Can she go soon, please?

Zainab and the Masoods

If Tanya is the mother of all hypocrites, Zainab is the patron saint of those souls. Her hypocrisy is an art. Masoodville is all about the preparations for the wedding of the year, and it's a shame that Gary Lucy is being wasted on brief scenes with a character who will shortly depart. He'd be the perfect asset to an ailing show and, furthermore, he's a character without familial ties; but TPTB love Branningville so much, they'll probably make him Suzy's son or something.

Syed is going to get stung in more ways than one.

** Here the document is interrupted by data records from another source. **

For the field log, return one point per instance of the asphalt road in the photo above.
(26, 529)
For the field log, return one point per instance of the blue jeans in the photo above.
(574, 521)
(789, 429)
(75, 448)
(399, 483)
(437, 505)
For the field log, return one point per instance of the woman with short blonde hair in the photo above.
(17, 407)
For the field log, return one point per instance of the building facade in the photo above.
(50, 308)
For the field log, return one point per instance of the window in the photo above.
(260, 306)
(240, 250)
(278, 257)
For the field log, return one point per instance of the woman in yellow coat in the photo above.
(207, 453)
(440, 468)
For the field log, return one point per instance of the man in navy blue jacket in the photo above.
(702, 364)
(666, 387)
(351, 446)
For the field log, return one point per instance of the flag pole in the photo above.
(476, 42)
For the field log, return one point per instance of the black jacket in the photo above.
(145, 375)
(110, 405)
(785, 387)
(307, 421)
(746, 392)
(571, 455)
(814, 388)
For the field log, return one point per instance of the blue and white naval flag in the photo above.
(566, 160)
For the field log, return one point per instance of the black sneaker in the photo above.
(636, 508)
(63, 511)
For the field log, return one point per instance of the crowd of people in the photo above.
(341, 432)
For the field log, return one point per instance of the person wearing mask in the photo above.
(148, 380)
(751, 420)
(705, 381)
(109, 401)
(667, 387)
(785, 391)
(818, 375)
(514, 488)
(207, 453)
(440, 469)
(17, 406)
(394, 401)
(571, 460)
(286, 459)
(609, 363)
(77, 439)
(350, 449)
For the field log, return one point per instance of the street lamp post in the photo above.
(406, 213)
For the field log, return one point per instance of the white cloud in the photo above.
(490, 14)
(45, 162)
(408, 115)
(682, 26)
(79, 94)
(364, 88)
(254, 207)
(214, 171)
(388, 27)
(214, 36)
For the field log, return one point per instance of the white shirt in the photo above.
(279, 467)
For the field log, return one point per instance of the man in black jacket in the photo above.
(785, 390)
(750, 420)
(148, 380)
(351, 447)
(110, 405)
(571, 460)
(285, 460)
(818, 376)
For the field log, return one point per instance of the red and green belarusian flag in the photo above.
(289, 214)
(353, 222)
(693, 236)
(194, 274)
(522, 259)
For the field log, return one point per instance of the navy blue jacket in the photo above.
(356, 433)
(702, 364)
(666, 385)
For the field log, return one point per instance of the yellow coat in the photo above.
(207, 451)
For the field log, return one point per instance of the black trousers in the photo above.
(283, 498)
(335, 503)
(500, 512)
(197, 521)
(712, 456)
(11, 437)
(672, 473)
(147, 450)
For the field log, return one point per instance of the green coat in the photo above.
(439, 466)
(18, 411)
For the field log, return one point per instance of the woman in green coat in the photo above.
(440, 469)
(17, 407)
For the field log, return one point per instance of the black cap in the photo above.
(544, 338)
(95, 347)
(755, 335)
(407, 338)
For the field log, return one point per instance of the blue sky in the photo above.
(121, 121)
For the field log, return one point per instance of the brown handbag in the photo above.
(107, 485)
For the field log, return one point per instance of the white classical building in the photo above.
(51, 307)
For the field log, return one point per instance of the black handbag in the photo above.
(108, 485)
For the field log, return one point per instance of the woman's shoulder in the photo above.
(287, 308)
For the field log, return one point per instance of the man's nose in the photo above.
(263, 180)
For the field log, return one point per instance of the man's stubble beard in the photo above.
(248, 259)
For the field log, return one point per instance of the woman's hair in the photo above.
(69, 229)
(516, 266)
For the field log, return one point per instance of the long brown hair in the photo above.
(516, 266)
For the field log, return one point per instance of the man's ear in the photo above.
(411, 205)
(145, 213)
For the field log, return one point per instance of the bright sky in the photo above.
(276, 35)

And as cute as he is, what, exactly, is the purpose of AJ?

Phil

Phil's predicament was almost laughable in that he refused to believe that a gay man (or boy of a reasonable age) could father a child. The fact that Christian had to set him straight without nary a reference to Syed, who did just that (i e, father a child), was the funniest part of the programme. It shows Phil's naivete about homosexuality and the gay community, and - oddly - in characterisation, was probably the most realistic depiction in this whole charade.

The second funniest scene was Billy digging for details about "how" Ben managed to impregnate Lola. Inconsistency alert: Lola spoke of Ben's performance "on the night." They slept together in the afternoon, and Lola left Ben in no doubt about the inadequacy of his bedroom performance, deeming him officially gay. So now he's a sperminating stud. Go figure.

Derek and his Satellites

Derek and Joey have severe control-freak problems regarding Alice. Derek just bores me now anyway. From her on out, EastEnders is just going to line up people with a reason to hate Derek until whatever bitter end he suffers finally occurs. (Yawn).

Same old same old, I'm afraid.




1 comment:

  1. I know you have always said Shaggerman is Derek, but do you think they may have changed their minds halfway through?
    The first time we saw Shaggerman, was in the Vic Celler, where we saw two shadows. One was Kats, which was the shorter one. The other had to visably bend DOWN to (I assume) kiss her.

    Next time, we saw a hand. I cant remember the details of the episode, but it was a long hand, with long fingers. Either Max or Micheals. Jack has palms the size of dinner plates.

    Next clue, was the fight at the Vic. (Last night for me), where we see him touch her face. Now that was definetly Dereks hand. It was short and square, and if you look at the episode, he was waving his hands round quite a bit just before the fight broke out.

    I think it was intended to be one of the others, maybe Micheal, but Charlies leave put paid to that, or Max, but I cant think why they would change their mind.